Desde 2017 la administración Trump anunció su intención de poner fin al programa que echó a andar Barack Obama; el Deferred Action for Childhood Arrivals (DACA, Acción Diferida para los Llegados en la Infancia). Por el momento, el DACA sigue vigente.

Los cinco jueces que votaron en contra de las intenciones de la administración Trump y que, finalmente, dieron un respiro a los cerca de 700.000 “Dreamers” (“Soñadores”) que están bajo la protección del DACA indicaron que las acciones del gobernante republicano de rescindir el programa han sido “arbitrarias y caprichosas”.

Problema legal y humano

La determinación de la Corte era una de las más esperadas antes del verano. En un contexto dominado por la pandemia del COVID-19 y las protestas raciales, el máximo tribunal estadounidense examinó por varios meses tres sentencias separadas de la Corte de Apelaciones que bloquearon la orden ejecutiva del presidente Trump de 2017 para poner fin al DACA.

Este programa comenzó en 2012, cuando el presidente Obama emitió una orden ejecutiva que permitía a los indocumentados que arribaron en la infancia a Estados Unidos –jóvenes calificados como “Dreamers”– trabajar, ir a la universidad, obtener un seguro de salud, una licencia de conducir y no enfrentar la deportación.

La mayor parte de los aproximadamente 700.000 beneficiados por el DACA cruzaron la frontera de México con Estados Unidos de la mano de sus padres siendo muy pequeños y han hecho su vida como ciudadanos estadounidenses. Contribuyen a la economía, hablan inglés y casi no tienen nexos con sus países de origen.

Los cinco que votaron en contra de las acciones de la administración Trump fueron el presidente de la Corte Suprema, John Roberts, y los jueces Ruth Bader Ginsburg, Stephen Breyer, Elena Kagan y Sonia Sotomayor.

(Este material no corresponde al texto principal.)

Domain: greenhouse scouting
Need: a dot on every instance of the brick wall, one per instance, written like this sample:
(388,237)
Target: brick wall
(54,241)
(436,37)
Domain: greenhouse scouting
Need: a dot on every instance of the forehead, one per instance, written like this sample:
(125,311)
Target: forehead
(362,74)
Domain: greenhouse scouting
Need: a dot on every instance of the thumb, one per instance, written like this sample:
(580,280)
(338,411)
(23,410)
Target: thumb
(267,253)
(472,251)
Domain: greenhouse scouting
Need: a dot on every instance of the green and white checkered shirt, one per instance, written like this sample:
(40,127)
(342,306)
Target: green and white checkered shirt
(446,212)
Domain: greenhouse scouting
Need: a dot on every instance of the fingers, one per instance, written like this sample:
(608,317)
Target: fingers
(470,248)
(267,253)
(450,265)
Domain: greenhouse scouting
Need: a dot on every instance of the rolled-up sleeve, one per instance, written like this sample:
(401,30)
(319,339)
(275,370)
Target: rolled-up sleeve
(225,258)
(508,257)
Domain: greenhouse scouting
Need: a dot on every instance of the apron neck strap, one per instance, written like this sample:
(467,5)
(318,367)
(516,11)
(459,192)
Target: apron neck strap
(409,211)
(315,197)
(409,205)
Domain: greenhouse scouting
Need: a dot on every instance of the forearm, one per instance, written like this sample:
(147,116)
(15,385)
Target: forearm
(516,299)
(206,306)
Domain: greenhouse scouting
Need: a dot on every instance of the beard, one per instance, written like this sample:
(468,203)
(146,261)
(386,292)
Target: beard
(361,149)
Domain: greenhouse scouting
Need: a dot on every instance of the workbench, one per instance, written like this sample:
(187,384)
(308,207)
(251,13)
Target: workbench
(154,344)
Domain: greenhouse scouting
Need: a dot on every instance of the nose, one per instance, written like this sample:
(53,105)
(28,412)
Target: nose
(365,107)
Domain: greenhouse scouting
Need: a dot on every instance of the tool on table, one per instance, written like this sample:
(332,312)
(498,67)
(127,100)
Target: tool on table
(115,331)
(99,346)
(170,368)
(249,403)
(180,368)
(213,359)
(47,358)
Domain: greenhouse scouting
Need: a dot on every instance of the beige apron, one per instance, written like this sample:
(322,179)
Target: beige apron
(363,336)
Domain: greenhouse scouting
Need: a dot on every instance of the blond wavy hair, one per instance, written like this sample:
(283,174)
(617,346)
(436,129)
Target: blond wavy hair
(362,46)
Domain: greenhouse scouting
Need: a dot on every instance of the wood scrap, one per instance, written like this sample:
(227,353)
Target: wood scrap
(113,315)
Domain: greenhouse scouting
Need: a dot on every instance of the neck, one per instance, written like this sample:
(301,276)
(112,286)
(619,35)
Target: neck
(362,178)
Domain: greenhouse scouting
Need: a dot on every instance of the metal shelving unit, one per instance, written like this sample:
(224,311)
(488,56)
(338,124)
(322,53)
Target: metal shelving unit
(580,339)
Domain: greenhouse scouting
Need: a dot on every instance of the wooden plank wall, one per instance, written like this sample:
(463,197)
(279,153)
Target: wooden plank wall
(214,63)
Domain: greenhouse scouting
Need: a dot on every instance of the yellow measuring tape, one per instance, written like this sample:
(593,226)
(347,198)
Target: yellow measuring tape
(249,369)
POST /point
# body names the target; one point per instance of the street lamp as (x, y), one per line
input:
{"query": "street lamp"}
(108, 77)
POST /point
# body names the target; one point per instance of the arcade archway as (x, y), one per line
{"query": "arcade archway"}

Por su parte, los jueces Clarence Thomas, Samuel Alito, Neil Gorsuch y Brett Kavanaugh discrepaban de la decisión.

Parte de una reforma que no llega

Mediante un comunicado emitido ayer mismo (18 de junio) la Conferencia de Obispos Católicos de Estados Unidos (USCCB por sus siglas en inglés) acogió “con beneplácito” la decisión de la Corte Suprema. Esta decisión, dicen los obispos, muestra que la administración Trump “no siguió los procedimientos administrativos necesarios” para derogar el programa DACA.

Los prelados, que han defendido a los “Dreamers” exigiendo que haya un camino viable para la ciudadanía plena de cada uno de ellos y una reforma migratoria integral, señalan en su comunicado que los seguirán defendiendo, a ellos y a sus familias pues son “una parte vital de nuestra Iglesia y de nuestra comunidad de fe”

Además, instaron al presidente Trump a reconsiderar la finalización de un programa como el DACA dado que «las comunidades de inmigrantes realmente están sufriendo ahora en medio de COVID-19 y avanzar con esta acción innecesariamente coloca a muchas familias en mayor ansiedad y caos».

Finalmente, los obispos de la USCCB, encabezados por el arzobispo de Los Ángeles, José H. Gómez, pidieron a los senadores que aprueben un camino para la ciudadanía de los “Dreamers”, poniendo en primerísimo lugar la dignidad humana y el futuro de estos hombres y mujeres y superando el partidismo que ha retrasado una legislación adecuada.

Intercambio de tuits

Mientras el presidente Trump tuiteaba diciendo que «estas decisiones horribles y políticamente cargadas que salen de la Corte Suprema son disparos de escopeta en la cara de personas que se enorgullecen de llamarse republicanos o conservadores», muchos líderes católicos reaccionaron positivamente nada más saber la determinación.

«Gracias a Dios, la Corte Suprema reconoció la dignidad humana de los beneficiarios de #DACA», tuiteó el obispo John E. Stowe de Lexington (Kentucky), mientras que el arzobispo Gustavo García-Siller de San Antonio (Texas) tuiteó: «DACA jóvenes adultos y familias, hoy sus lágrimas son lágrimas de alegría. ¡Estamos contigo!»

Los beneficiarios del DACA están aliviados, por el momento. Se han salvado de la amenaza de una deportación inminente a un país que los vio nacer pero no los vio crecer, de cuya lengua apenas si conocen algunas palabras. Pero su estatus a largo plazo continuará en el limbo hasta que el Congreso apruebe una reforma migratoria integral que les otorgue a los “Soñadores” la ciudadanía estadounidense.